Ghostwriter is a project that transforms the reMarkable 2 tablet into an interface for interacting with large language models (LLMs). It leverages the tablet's natural handwriting capabilities to send handwritten prompts to an LLM and displays the generated text response directly on the e-ink screen. Essentially, it allows users to write naturally and receive LLM-generated text, all within the distraction-free environment of the reMarkable 2. The project is open-source and allows for customization, including choosing the LLM and adjusting various settings.
The GitHub repository titled "Ghostwriter" introduces a novel approach to interacting with large language models (LLMs) like Vision-LLMs, specifically Google's Gemini, by leveraging the reMarkable2 tablet as a primary input and output device. This project aims to create a more natural and intuitive writing experience by combining the tactile feel of handwriting on the reMarkable2 with the generative capabilities of advanced LLMs.

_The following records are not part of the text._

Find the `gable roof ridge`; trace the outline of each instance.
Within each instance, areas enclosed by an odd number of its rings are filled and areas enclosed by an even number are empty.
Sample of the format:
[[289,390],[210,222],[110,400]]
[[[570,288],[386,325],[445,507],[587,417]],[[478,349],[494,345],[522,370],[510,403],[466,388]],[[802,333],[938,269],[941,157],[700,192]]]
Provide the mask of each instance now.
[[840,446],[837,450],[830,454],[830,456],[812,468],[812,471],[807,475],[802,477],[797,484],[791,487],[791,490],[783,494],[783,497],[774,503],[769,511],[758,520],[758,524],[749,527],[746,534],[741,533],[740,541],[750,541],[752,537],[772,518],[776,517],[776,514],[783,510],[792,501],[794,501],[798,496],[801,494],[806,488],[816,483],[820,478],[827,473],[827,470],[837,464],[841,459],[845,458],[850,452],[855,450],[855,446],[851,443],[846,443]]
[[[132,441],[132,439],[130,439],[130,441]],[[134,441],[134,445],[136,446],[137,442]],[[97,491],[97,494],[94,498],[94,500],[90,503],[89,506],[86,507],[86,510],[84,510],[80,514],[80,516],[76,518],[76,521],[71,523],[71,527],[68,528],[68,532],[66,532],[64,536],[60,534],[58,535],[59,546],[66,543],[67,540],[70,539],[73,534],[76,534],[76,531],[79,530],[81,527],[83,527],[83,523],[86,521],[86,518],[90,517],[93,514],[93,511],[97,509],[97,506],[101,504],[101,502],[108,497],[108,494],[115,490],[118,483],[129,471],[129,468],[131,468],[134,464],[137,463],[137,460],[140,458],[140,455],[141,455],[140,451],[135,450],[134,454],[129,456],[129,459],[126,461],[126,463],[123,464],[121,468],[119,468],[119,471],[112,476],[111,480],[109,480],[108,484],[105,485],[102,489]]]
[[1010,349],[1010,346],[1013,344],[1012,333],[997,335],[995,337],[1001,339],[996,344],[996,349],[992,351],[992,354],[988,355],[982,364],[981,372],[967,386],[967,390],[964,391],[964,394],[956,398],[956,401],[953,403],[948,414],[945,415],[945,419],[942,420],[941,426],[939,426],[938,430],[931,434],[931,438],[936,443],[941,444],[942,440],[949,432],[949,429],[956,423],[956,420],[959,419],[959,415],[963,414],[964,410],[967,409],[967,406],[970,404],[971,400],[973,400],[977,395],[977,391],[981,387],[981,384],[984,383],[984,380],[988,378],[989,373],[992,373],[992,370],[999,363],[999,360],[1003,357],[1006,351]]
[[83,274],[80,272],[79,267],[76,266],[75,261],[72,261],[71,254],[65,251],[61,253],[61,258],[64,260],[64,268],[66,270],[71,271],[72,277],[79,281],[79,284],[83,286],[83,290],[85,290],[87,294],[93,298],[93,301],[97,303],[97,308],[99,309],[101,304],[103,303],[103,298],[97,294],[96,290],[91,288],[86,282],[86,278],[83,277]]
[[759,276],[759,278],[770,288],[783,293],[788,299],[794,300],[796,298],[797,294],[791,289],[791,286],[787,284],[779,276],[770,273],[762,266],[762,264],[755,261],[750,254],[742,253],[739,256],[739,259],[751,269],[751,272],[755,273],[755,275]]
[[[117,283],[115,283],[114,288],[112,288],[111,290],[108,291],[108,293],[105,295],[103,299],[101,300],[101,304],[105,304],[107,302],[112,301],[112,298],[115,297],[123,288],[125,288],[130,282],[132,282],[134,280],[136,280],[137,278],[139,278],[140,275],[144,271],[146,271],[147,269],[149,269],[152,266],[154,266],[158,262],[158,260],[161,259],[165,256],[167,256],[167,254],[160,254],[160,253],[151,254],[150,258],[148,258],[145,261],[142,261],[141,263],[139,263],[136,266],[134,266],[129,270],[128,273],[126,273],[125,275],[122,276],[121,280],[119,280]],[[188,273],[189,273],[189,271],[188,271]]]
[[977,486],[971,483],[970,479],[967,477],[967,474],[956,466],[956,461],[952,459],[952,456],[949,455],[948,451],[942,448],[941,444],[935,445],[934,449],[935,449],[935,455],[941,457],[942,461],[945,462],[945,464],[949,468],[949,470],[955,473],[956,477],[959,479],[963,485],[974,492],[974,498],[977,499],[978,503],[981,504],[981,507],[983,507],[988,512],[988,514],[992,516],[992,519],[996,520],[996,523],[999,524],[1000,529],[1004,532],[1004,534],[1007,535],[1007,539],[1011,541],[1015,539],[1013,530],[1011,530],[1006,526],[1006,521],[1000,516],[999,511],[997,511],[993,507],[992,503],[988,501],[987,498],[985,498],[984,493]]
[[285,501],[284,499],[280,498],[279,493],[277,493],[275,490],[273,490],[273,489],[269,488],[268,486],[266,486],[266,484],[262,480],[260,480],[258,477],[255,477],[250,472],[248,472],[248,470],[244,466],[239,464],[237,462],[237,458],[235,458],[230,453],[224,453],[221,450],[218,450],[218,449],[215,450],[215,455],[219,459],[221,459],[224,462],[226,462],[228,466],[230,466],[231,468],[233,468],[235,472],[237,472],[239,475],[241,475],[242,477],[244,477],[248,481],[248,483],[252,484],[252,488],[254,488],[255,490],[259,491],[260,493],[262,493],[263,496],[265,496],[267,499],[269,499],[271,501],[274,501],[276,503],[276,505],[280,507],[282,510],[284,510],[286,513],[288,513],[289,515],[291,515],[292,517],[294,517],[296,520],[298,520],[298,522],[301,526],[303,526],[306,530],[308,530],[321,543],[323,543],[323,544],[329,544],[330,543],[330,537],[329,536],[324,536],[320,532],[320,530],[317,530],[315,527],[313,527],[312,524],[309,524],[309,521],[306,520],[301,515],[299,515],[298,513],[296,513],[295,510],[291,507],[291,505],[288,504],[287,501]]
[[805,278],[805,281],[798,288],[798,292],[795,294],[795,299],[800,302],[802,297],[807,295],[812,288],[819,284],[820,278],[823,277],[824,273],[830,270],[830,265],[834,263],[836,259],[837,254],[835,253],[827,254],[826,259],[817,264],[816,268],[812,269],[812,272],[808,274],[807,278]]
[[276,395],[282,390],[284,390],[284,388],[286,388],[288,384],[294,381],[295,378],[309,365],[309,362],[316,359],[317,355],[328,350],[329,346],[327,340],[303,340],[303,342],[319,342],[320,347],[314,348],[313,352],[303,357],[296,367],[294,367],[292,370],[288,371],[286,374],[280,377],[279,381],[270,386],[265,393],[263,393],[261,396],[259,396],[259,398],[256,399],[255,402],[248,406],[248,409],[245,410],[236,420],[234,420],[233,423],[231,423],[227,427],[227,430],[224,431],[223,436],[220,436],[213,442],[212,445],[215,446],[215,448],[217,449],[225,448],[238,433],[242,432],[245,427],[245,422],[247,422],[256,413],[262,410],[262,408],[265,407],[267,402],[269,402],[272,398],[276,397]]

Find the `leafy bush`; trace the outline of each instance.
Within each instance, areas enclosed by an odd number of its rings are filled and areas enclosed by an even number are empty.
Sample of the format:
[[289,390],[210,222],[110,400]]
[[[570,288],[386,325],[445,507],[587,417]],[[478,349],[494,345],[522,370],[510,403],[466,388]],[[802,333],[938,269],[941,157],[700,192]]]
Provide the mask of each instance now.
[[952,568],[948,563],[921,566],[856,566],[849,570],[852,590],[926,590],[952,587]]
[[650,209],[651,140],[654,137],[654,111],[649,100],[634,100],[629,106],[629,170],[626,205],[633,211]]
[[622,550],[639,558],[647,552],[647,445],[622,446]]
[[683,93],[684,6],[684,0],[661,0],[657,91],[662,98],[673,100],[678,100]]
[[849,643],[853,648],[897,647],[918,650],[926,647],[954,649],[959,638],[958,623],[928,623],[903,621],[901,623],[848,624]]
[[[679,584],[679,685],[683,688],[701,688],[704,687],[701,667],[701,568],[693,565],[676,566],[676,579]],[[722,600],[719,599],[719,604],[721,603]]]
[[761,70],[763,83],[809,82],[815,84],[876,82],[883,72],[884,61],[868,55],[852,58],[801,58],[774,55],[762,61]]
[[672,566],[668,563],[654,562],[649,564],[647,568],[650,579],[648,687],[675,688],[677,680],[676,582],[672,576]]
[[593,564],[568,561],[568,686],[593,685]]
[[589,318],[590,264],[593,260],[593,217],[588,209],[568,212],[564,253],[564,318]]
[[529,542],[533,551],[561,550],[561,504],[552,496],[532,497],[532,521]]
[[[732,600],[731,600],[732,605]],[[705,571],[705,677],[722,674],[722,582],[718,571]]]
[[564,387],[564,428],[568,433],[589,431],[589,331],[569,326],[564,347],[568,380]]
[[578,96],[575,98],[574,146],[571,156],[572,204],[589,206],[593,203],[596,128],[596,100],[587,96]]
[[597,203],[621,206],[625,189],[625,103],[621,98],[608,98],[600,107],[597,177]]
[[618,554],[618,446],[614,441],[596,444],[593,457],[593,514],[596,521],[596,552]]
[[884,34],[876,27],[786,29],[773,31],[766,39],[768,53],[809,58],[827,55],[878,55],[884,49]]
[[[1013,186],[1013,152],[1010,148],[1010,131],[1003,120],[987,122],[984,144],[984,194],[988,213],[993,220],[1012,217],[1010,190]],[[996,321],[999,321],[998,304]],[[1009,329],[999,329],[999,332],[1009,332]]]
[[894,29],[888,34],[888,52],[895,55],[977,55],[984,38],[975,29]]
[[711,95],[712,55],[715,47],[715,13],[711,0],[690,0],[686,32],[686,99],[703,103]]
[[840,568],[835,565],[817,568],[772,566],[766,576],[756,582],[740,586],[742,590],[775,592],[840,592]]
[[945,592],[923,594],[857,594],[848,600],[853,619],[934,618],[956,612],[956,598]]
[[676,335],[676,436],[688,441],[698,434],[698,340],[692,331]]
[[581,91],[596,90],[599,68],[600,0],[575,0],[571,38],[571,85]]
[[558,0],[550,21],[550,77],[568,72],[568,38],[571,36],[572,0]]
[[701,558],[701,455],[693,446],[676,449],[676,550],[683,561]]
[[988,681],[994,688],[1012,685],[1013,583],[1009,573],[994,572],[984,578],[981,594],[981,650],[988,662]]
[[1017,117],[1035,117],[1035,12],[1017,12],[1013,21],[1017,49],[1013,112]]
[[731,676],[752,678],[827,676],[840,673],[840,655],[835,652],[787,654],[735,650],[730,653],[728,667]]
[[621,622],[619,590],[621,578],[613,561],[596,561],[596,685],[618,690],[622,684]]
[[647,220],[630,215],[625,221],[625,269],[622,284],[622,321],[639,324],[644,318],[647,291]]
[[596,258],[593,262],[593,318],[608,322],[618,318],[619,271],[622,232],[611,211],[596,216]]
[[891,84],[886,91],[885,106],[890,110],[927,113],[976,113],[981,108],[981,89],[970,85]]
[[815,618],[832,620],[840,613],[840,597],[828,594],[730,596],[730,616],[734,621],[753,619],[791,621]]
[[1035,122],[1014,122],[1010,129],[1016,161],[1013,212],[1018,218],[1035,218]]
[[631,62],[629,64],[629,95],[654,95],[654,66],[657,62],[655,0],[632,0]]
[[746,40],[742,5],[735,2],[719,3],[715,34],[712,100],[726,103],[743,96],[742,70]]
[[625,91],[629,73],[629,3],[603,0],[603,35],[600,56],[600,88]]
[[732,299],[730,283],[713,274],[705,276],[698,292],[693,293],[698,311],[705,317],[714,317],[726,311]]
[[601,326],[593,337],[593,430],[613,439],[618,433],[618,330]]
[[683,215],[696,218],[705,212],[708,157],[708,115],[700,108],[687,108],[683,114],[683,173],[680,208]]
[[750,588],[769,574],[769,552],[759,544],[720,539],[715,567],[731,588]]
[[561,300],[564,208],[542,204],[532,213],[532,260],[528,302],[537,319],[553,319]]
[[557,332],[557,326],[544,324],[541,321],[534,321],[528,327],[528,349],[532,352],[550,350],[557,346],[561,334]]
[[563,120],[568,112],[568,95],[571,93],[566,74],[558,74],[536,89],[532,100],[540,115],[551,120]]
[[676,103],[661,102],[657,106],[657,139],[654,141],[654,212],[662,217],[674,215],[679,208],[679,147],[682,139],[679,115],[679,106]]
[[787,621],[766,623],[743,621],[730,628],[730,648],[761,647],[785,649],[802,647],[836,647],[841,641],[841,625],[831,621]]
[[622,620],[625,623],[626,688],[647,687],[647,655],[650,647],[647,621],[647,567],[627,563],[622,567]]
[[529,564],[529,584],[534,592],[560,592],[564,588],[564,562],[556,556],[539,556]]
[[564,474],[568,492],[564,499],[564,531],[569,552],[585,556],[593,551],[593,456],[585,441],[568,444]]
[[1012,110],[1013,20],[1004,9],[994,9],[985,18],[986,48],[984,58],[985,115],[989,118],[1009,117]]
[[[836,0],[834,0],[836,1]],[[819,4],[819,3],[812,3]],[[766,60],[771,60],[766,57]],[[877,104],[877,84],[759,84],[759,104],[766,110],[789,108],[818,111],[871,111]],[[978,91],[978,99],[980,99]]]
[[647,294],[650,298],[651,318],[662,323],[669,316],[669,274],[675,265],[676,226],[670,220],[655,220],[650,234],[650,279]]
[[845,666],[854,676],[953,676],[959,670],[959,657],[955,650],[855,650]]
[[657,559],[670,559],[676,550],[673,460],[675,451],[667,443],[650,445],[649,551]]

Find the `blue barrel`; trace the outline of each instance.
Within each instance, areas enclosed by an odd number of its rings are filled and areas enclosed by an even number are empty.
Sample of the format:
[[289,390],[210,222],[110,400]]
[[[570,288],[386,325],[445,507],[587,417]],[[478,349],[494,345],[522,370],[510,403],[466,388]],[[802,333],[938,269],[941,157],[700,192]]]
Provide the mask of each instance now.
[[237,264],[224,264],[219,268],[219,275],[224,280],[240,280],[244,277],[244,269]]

The system functions by capturing handwritten text and simple drawings created on the reMarkable2. This input data is then transmitted to a server, where it is interpreted and subsequently fed as prompts to a Vision-LLM. The LLM processes these prompts, generating responses based on the provided handwritten input, effectively using the visual information directly. These responses, which can include generated text, code, or even images in response to sketched diagrams, are then returned to the reMarkable2 screen for display. This creates a closed loop where the user writes or draws on the tablet, the LLM interprets and responds, and the response is displayed back on the reMarkable2, facilitating a dynamic and interactive exchange with the LLM.
Ghostwriter employs a multi-stage process to achieve this functionality. Initially, it utilizes the rm2fb
utility to establish a framebuffer connection with the reMarkable2, allowing real-time access to the screen content. Changes in the framebuffer are monitored to detect new handwritten input. This new input is then extracted, processed for clarity and legibility, and converted into a format suitable for the Vision-LLM. The processed input is then sent as a prompt to the LLM via an API call. The LLM’s generated output is subsequently received by the server and formatted appropriately for display on the reMarkable2. Finally, the formatted response is transmitted back to the tablet, updating the display and presenting the LLM's output to the user. This entire cycle repeats, allowing for continuous interaction and a seamless back-and-forth between user input and LLM generation, all mediated through the reMarkable2 interface. The aim is to provide a more fluid and engaging experience than traditional keyboard-and-mouse interaction with LLMs, mimicking the intuitive nature of working with pen and paper while harnessing the power of advanced AI models.
Summary of Comments ( 70 )
https://news.ycombinator.com/item?id=42979986
HN commenters generally expressed excitement about Ghostwriter, particularly its potential for integrating handwritten input with LLMs. Several users pointed out the limitations of existing tablet-based coding solutions and saw Ghostwriter as a promising alternative. Some questioned the practicality of handwriting code extensively, while others emphasized its usefulness for diagrams, note-taking, and mathematical formulas, especially when combined with LLM capabilities. The discussion touched upon the desire for similar functionality with other tablets like the iPad and speculated on potential applications in education and creative fields. A few commenters expressed interest in the open-source nature of the project and its potential for customization.
The Hacker News thread linked (https://news.ycombinator.com/item?id=42979986) discusses the "Ghostwriter" project, which allows users to leverage their reMarkable 2 tablet as an input device for vision-language models (VLMs). The discussion is relatively brief, consisting of only a few comments, and doesn't delve deeply into the project's merits or drawbacks. It doesn't present any highly compelling arguments or particularly insightful perspectives.
One user questions the practical application of the project, wondering if there's a genuine use case beyond its novelty. They ponder what real-world problem this solves and suggest alternative, potentially more efficient methods for interacting with VLMs, like using a phone's camera. This comment reflects a common sentiment towards new technologies, questioning its purpose beyond the initial "cool" factor.
Another commenter expresses a desire to see similar functionality for other e-ink devices, specifically mentioning the Onyx Boox. This suggests a potential interest in the broader application of e-ink tablets as interfaces for AI models and highlights a user base looking for expanded compatibility.
A third comment very briefly mentions using the reMarkable tablet for note-taking while coding, indirectly hinting at a possible use case for Ghostwriter. However, the connection isn't explicitly made, and the commenter doesn't elaborate on how Ghostwriter might fit into that workflow.
Overall, the discussion is limited and primarily focuses on initial reactions and potential future applications rather than a detailed analysis of Ghostwriter itself. It doesn't offer a wealth of compelling insights, mainly expressing curiosity, suggestions for broader compatibility, and a questioning of the project's practical utility.